Dog training clubs and dog instructors
Different people have varying ways of enjoying their leisure time in life. There are growing numbers of people who have taken their spare time to help dog owners become more responsible with the care and training of their own animals.
These dedicated band of responsible dog enthusiasts are now working hard to instill that same sense of responsibility into other pet owners and to prove, by example, that a “trained” dog is not only a “happy” dog, but is unlikely to prove a menace to others.
There are thousands of dog training clubs located all over the world, especially throughout the United States and Great Britain, and new ones are continually being established. Owners attend one or two evenings each week and take part in elementary, intermediate, or senior grades. The classes usually begin at specific times, although dog owners often like to sit and watch their less experienced (or more advanced) colleagues go through their paces.
Beginners learn to teach their dog how to walk at “heel”, to “sit”, “come”, and to “stay”. Seniors aspire to more ambitious exercises such as scent discrimination and dumbbell carrying, then go on to competitive obedience trials on weekends – and perhaps finally, the honor of competing in annual obedience championship contests.

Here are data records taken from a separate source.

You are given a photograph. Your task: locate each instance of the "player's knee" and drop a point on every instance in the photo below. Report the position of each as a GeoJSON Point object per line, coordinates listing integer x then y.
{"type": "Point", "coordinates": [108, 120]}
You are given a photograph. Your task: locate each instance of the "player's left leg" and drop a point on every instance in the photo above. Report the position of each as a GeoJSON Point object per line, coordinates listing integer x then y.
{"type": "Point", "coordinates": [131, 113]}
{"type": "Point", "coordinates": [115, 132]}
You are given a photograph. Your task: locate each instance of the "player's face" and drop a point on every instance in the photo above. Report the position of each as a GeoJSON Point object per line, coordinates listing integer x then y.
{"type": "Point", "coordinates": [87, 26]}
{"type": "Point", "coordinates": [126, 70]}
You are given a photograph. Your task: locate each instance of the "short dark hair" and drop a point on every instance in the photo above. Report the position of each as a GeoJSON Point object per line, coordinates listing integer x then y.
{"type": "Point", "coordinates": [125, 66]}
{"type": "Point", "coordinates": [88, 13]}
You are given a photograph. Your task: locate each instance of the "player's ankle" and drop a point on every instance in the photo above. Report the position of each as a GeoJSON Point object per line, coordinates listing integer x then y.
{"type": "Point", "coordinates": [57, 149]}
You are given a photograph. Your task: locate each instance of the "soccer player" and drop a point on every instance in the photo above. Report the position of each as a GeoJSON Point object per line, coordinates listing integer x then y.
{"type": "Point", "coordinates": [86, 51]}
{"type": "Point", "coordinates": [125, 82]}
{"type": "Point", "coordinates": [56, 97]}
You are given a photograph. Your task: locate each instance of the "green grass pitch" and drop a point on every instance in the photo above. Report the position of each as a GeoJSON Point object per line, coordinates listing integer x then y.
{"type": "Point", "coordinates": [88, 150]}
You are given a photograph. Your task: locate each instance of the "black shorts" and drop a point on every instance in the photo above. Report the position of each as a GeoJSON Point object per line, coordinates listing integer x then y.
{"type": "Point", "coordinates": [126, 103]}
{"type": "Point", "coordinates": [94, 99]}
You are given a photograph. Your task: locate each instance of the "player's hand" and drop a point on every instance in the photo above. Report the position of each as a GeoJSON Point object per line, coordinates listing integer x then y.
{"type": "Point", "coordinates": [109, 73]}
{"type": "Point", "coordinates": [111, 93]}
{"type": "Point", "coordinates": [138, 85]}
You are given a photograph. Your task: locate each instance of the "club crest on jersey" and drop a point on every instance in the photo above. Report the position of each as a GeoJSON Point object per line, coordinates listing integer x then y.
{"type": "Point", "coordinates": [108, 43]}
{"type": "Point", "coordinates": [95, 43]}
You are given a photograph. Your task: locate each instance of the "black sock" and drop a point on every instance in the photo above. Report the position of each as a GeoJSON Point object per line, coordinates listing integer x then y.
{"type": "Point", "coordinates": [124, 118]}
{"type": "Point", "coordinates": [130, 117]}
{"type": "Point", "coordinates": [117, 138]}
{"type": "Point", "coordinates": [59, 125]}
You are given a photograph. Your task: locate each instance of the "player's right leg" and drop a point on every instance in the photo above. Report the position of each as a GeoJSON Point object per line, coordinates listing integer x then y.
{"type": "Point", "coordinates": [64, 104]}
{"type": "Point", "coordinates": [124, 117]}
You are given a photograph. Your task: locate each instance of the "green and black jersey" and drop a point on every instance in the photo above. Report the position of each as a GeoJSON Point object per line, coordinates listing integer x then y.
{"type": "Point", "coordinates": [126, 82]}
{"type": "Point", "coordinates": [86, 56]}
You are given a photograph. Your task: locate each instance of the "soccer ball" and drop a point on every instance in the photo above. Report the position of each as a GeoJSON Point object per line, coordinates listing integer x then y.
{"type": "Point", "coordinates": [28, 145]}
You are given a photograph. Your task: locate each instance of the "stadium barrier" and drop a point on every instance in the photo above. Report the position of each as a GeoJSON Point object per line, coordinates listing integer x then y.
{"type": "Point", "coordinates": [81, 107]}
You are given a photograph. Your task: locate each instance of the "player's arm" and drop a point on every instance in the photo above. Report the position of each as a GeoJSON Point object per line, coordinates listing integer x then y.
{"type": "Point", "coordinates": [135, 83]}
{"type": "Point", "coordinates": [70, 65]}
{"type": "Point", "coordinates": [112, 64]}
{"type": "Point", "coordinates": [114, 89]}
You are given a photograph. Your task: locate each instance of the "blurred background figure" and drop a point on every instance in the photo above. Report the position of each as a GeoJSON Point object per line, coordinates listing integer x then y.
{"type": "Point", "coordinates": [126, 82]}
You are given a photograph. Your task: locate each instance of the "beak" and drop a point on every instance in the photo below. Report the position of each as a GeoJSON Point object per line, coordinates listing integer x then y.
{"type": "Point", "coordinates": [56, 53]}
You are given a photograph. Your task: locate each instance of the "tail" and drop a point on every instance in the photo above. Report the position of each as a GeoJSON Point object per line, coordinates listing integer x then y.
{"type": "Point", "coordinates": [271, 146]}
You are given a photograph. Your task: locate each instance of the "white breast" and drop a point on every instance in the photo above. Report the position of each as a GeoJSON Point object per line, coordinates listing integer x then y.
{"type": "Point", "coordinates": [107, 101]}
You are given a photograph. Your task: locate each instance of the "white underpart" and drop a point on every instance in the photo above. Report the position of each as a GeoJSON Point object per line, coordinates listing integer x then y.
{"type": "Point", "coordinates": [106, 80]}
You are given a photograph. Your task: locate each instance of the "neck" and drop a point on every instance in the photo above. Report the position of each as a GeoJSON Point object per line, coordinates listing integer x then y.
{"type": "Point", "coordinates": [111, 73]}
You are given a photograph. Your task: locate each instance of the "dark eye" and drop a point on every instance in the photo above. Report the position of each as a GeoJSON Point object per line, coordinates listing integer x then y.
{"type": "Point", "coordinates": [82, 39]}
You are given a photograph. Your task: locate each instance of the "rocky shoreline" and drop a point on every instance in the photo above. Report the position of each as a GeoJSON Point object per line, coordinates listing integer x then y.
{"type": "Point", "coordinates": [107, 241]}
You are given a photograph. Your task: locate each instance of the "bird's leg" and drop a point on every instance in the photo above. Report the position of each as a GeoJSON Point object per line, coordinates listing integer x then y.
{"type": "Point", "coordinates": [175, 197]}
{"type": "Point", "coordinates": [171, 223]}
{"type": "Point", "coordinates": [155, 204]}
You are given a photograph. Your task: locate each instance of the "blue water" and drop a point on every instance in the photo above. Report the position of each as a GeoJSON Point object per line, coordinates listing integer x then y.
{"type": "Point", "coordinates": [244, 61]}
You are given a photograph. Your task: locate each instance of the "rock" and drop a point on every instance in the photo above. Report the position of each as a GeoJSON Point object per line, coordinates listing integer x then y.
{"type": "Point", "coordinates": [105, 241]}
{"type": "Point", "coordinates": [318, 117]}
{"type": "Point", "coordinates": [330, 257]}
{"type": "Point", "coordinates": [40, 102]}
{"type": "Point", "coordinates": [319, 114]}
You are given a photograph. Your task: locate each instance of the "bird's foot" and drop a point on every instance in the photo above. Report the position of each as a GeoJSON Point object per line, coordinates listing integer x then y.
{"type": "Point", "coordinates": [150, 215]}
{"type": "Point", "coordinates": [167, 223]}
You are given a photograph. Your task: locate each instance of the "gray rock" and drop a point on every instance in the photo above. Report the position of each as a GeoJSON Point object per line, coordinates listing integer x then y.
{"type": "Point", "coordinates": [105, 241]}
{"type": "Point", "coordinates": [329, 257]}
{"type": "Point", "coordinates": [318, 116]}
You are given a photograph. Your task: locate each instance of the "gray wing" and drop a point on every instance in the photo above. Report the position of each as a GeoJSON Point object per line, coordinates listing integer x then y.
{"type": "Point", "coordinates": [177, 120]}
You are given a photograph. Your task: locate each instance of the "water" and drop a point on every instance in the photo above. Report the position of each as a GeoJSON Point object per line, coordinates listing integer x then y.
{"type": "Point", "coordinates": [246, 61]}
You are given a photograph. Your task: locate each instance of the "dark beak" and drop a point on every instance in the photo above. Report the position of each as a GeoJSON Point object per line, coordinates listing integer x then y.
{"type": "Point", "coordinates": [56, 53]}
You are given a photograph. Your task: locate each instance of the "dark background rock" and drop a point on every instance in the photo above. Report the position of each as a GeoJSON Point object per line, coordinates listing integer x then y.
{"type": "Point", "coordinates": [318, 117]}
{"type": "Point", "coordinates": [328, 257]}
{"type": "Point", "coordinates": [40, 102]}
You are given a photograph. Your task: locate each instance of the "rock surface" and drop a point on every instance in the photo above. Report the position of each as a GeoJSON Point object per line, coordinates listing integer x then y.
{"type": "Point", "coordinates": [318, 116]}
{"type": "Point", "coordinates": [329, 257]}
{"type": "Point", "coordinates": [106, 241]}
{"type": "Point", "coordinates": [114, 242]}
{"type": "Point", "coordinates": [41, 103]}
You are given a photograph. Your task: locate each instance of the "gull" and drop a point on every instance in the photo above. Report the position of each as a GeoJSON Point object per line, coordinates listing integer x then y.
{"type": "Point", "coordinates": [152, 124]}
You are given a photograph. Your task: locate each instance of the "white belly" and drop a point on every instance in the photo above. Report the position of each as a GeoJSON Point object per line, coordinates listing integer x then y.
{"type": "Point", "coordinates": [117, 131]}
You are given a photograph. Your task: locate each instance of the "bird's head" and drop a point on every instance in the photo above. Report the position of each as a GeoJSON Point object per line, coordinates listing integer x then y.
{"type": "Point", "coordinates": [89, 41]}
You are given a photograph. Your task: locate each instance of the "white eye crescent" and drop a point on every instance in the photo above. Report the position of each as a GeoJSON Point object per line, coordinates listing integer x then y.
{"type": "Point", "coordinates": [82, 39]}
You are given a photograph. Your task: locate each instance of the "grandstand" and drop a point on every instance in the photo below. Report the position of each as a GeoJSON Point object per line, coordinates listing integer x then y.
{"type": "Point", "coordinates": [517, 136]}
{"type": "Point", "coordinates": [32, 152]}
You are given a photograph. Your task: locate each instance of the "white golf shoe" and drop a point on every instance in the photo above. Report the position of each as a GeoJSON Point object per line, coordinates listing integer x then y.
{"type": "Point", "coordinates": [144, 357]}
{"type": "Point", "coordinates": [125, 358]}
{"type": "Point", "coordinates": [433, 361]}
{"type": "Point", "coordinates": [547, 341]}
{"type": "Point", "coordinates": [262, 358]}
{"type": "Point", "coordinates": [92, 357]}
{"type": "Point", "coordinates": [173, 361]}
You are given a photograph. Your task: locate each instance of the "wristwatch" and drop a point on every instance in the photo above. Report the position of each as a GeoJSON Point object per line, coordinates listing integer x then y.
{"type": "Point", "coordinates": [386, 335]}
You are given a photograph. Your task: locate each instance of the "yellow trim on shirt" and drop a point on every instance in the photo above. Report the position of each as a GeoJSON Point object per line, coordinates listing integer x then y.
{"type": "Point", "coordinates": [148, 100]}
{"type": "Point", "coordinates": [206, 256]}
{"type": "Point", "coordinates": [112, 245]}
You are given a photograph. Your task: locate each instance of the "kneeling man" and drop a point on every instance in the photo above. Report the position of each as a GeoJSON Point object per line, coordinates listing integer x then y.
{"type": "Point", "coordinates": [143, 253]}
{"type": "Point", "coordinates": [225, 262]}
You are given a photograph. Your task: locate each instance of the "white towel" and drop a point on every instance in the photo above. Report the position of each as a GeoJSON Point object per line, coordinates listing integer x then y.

People of all ages attend dog training classes, and for a variety of reasons; some consider their dog training evenings to be a pleasant night out for all the family, and of course, it can be a great way to meet someone special! But without exception, everyone joins because they are proud of their dog and want to do their best for their pet and get the maximum pleasure from pet ownership.
You may wonder who instructs at these types of training clubs and where the instructors obtain their qualifications in the first place. Obviously, there are clubs whose instructors have worked up through the ranks, developing their own training skill while gaining experience at the club. However, more and more clubs are becoming affiliated to non-profit organizations, such as the National Dog Owner’s Association which was founded back in 1953.
Among its activities are the holding of annual residential holiday courses for pet owners, and intensive obedience instructor’s courses, where candidates, with their dog, or dogs (often sponsored by their local dog training club), are given the chance to qualify in the various instructional grades.
The pet courses are helpful “fun” courses – a holiday in which the family dog learns his manners and the owner learns a lot about the dog’s welfare. But to enroll for the instructor’s course is to let oneself in for a hard working week. You will learn how to train your dog in addition to learning to to train people to train their dogs.